What is the statistical importance of “median” and “mode?”

344 views

[ad_1]

Inspired by a question about standard dev, this one is a question that has been bugging me for years. I’ve been using the mean and stdev a lot in my work and during my college years, but I never really used median and mode outside when it was introduced. I’ve seen no use for it so far. So, ELI5? especially to those people who use this frequently.

In: Mathematics
[ad_2]

Median is good for excluding the extreme elements. Consider the difference between the mean income of a nation and the median income.

The mean income is enormously skewed by the Gates and Bezos of the world who have extreme wealth. In contrast, the median wealth gives us a far better appreciation of what we really want to know: how much money a ‘normal’ person makes.

Mode is generally only used with discrete sets, so it doesn’t really fit the same sort of problems that mean/median do. An example would be a multiple choice quiz you administer to your class. The right answer is C, but the mode answer is B. This allows you to identify a common misunderstanding about your class.

Mode is useful for where there isn’t a continuity. For example what is the most popular car color?

Median is useful for where the distribution isn’t normal about the mean, where outliers have an outsize impact – income is a fairly common example here. A small but very wealthy group can move the mean income to the point it starts to lose value when it comes to telling you about a populations economic standing.

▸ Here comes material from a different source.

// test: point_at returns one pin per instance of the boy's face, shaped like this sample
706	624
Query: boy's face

Not sure about mode, but I’ll take a stab at median. Median is often preferable to mean/average for most statistical purposes. The reason is that the mean/average can be skewed by outliers. Thus, the median is often a better representation of the “typical” value for non-normal distributions.

Example: In the U.S., mean/average household income is about $90,000. But the U.S. has lots of ultra-wealthy people who are skewing that mean. *Median* household income is only around $60,000, which is a better measure of the “typical” income of an American household.

The median is the middle value of the ordered list of all values. If the number of values is even, it’s the average of the two middle ones. It is often used in big data stuff because it’s more resistant to outliers than the average.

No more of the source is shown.